How Drones Can Affect Risk Management and Insurance

Drones are becoming the latest technology used by multiple businesses to achieve different tasks. Real estate agents use them to photograph properties; even Amazon plans to begin making drone deliveries in the near future. Drones can also help employers manage risk a few different ways.
Loss control is one area in which drones can help manage risk. Since drones can access areas otherwise unreachable by traditional security cameras, they can be a useful security tool. Likewise, drones are ideal for safety when it comes to assisting in accident investigations, recording the incident itself as well as eyewitness accounts. When it comes to workers’ compensation, drones can be utilized to observe employees who are suspected of malingering.

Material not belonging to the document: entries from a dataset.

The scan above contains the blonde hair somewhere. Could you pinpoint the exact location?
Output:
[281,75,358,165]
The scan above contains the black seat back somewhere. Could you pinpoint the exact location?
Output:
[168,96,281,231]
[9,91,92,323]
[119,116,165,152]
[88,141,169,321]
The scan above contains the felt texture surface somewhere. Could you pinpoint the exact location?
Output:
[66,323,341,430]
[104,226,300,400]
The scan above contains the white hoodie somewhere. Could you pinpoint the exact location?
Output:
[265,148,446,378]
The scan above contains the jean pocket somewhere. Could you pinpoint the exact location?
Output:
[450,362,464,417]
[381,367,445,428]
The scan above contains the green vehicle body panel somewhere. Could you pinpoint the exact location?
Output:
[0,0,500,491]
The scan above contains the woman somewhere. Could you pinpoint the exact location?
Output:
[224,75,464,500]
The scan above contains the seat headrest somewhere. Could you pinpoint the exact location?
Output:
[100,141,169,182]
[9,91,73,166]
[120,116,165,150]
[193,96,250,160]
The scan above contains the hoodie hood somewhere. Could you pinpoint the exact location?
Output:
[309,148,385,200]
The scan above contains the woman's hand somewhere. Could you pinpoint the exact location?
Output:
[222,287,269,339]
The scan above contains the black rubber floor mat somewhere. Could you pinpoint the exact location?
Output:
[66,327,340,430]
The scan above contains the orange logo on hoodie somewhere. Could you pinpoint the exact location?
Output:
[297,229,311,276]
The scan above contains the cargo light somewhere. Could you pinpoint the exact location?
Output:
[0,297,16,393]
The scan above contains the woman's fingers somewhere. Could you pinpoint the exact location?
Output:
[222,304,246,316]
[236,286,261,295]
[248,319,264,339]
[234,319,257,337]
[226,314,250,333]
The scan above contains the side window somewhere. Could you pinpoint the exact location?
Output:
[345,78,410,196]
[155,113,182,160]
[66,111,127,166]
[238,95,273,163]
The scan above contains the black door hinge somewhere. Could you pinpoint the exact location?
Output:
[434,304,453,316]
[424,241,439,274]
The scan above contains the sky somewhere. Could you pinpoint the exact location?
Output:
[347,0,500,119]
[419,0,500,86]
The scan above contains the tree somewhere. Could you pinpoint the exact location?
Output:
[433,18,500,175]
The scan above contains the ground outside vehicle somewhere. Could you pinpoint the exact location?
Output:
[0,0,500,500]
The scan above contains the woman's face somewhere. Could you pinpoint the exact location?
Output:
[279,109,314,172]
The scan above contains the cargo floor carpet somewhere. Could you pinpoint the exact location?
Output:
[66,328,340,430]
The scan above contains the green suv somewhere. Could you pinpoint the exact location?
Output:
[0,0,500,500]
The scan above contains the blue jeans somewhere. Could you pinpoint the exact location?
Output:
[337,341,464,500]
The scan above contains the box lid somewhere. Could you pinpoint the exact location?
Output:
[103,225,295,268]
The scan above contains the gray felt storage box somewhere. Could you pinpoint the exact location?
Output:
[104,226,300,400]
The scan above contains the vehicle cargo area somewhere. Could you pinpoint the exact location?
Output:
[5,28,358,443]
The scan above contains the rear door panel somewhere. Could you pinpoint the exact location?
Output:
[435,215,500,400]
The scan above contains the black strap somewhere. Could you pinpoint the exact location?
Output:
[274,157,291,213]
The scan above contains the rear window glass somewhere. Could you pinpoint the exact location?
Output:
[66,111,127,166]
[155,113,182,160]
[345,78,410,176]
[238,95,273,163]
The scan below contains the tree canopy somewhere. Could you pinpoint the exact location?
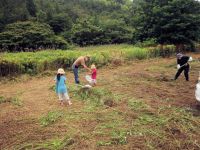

Unfortunately, not everyone can go out and fly a drone. The Federal Aviation Administration (FAA) permits the noncommercial use of unmanned aircraft systems with a few restrictions. In order to receive FAA approval, you must do one of the following:
  1. Obtain a “Special Airworthiness Certificate” to perform research and development. You cannot carry persons or property for compensation.
  2. Obtain a Restricted Category certificate for a special purpose
  3. Petition for an exemption to perform commercial operations in low-risk, controlled environments.
There are some restrictions for drones in certain states, so make sure you’re aware of those beforehand. Of course, respect the privacy of others and notify employees when drones are in use to keep good relations. Since drones are still very new, it’s best to explain what you’re using them for and why.